Parece que  esse tal de Brasil  sofreu  um  enfarte.  O diagnóstico foi tardio. Não houve remédio que desse jeito. Os "doutores" tinham uma máscara de competência sobre sua incompetência. Só um repouso de pouco menos de 25 anos (ou pouco mais!) funcionou. E o enfartado esqueceu-se de tudo, pois tudo dissipou-se estranhamente, repentinamente, surdinamente. E muitos nem se deram conta de tudo o que aconteceu. Porque diante de tanta omissão (e a indiferença) do momento, houve uma repetição da omissão (e da indiferença).
Procuraram  alienar  toda uma  geração  e  as  gerações posteriores. Conseguiram?...
Quem sou eu para apagar a omissão? Quero apenas alertá-los - e alertar-me - sobre os acontecimentos de um país tropical, onde os livros de História não contam a história porque o poder não deixa, fazendo com que basbaques imortais de "Fundação", "Elevado", "Rodovia", "Avenida", "Rua" e sabe-se lá mais o quê tornem-se falsos ídolos, nos quais muitos acreditam. "O pais dos pobres"! E os generais? Esses usurpadores da verdade, da vergonha, usurpadores de vidas humanas. Canalhas que destruíram esse país com delíquios e delírios de grandeza.
Histórias tristes, tenebrosas. Histórias de tortura, histórias de morte, de desaparecimentos. E não foi apenas uma vez. Só espero não ter de conhecer pessoalmente e presentemente essas histórias.
Às vezes nos  pedem amor à  pátria. Que pátria?  Pátria sem mãe, pátria sem pai, pátria sem dono.
Sei  que  já  choraste pela  morte  do  soldadinho,  lá naquela guerra distante, que essa nossa tal "Pátria-mãe" aqui apenas assistiu.
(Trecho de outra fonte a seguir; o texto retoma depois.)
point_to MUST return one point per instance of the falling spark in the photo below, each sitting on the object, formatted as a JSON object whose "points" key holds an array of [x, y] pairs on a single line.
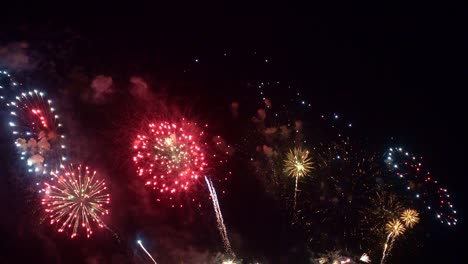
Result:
{"points": [[219, 217], [147, 253], [394, 228]]}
Mas talvez não choraste pelos "irmãos de pátria" que morreram, que desapareceram, que estão inválidos ou loucos, numa guerra da razão contra o ensandecimento, ocorrida no ventre dessa tal "pátria-mãe".
Sim, sei que outros (e talvez tu) calaram e não lutaram porque a voz faltara. Outros fugiram, porque a voz não fora suficiente. Outros reconheceram-se impotentes, ao mirar os grilhões nas próprias mãos. E uma mancha obscura em alguns livros de história (que não são de História) contam para todos, enevoando a razão dos sãos.
Por que será que a História cala, se molda, se curva? Por que temos que buscar a verdade como se busca uma agulha num monte de palha?
Por que tudo isso, irmão? Por que não te levantas, irmão? Lute comigo, lute consigo, lute conosco. Escrever, pichar naquele muro, uma pichação digna, pela verdade. E contra a "verdade" que tu ouves e aceita, por preguiça de lutar pela verdade. E essa luta, talvez, seja apenas um unir de forças, um unir de mãos, um unir de vozes. Lutar pela verdade e pela dignidade de um país sem honra.
E tudo por causa de uma tal passeata...

Um comentário:

Unknown disse...

Triste realidade, é horrível o modo que essa gente manipula o povo, já ouvi muitas vezes pessoas me dizendo que devo ter amor a pátria, mas como ter amor a essa tal "pátria"? Que pátria?